As discussed previously, water molecules are polar in nature and forms a strong network attracting each other which can be seen in the diagram below:

Polar water molecules attracted to each other via hydrogen bonding

Before jumping into explaing the moving pepper, we need to know a bit more about another important player in this experiment – detergent. A molecule of detergent consists of two parts – the water-loving (hydrophilic) head and the water-hating (hydrophobic) tail.
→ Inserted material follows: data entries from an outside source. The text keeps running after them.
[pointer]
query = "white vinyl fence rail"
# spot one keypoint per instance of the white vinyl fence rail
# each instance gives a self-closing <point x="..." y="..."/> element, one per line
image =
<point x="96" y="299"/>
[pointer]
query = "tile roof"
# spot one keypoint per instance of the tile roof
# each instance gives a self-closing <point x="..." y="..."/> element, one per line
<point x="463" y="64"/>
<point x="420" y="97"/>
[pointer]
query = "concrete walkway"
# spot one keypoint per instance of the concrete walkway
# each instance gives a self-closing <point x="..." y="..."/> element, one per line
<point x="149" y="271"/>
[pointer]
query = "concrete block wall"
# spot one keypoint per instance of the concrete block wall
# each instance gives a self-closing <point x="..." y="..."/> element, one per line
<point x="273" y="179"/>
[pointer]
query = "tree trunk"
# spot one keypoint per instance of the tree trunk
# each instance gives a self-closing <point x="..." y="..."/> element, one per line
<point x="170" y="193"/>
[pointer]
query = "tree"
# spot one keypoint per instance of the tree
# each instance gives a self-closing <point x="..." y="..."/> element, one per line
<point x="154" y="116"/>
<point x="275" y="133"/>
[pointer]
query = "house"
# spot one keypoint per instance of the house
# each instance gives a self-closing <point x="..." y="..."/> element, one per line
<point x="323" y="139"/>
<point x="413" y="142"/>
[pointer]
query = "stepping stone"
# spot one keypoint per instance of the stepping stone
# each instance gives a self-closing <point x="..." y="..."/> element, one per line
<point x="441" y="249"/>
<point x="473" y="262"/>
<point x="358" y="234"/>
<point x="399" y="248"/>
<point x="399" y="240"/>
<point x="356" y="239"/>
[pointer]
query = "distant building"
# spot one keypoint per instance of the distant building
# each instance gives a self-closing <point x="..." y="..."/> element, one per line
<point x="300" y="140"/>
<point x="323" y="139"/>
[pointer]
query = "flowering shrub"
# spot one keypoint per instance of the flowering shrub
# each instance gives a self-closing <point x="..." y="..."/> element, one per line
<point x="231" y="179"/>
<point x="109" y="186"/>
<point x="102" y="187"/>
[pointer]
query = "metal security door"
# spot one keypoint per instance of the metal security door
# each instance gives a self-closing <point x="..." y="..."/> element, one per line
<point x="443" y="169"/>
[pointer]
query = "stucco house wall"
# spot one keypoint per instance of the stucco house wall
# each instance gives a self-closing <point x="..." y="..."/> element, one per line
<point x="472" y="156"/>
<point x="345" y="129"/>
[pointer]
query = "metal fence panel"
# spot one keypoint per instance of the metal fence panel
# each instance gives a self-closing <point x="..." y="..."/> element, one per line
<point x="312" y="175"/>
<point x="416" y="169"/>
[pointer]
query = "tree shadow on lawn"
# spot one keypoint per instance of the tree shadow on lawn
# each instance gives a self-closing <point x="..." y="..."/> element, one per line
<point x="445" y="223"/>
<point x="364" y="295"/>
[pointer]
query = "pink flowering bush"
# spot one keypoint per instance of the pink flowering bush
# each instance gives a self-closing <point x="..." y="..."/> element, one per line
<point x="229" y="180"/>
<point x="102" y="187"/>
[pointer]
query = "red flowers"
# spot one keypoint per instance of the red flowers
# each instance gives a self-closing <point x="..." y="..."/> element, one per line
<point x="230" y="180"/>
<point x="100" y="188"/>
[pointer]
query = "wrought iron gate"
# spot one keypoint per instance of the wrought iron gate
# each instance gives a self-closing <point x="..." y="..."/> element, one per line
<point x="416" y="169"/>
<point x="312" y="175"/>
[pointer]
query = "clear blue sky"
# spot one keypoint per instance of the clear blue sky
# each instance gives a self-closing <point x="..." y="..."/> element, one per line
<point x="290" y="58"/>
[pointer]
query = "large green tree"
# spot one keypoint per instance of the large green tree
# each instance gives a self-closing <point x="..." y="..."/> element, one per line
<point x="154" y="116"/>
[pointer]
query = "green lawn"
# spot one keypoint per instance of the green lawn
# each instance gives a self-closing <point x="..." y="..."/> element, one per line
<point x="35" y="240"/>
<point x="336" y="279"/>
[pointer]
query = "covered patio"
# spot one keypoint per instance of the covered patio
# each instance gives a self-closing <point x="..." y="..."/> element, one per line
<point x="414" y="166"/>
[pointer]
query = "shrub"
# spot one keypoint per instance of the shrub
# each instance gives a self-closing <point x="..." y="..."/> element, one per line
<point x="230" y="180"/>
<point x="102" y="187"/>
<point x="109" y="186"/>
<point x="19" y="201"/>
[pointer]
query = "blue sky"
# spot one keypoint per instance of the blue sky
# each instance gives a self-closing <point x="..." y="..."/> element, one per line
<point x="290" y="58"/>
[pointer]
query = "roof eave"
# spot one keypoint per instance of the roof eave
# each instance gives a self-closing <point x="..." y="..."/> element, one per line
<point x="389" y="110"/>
This means that the head would be attracted to water molecules while the tail would try to avoid them as much as possible.

Illustration of detergent molecules

Now, try imaging what will happen when you introduce detergent molecules to this network of water molecules.

The hydrophilic head of the detergent molecules will be attracted to the water molecule and at the same time, the hydrophobic tail will be as far away as possible from the water molecules.

The detergent molecules would form an all-round barrier, with the hydrophilic head facing outwards towards the water molecules but the hydrophobic tail will be facing inwards.

Detergent molecules forming a “ball-like shape” so that the hydrophilic head would maximise contact with water while the hydrophobic tails will minimise contact with water.

The strong network of water molecules is now broken at the point where the detergent molecules is introduced (image the network of water molecules are like the rubber surface of a blown balloon and introducing detergent is like poking the surface with a sharp needle!)

At the point where the detergent is introduced, the hydrogen bonds between the water molecules will weaken. However, the other sides that are “detergent-free” still maintain the  strong hydrogen bonding and thus pull the water molecules outwards to the edge of the plate.

This motion will move the pepper particles floating on the surface along and there, you have the “balloon skin ripping motion”!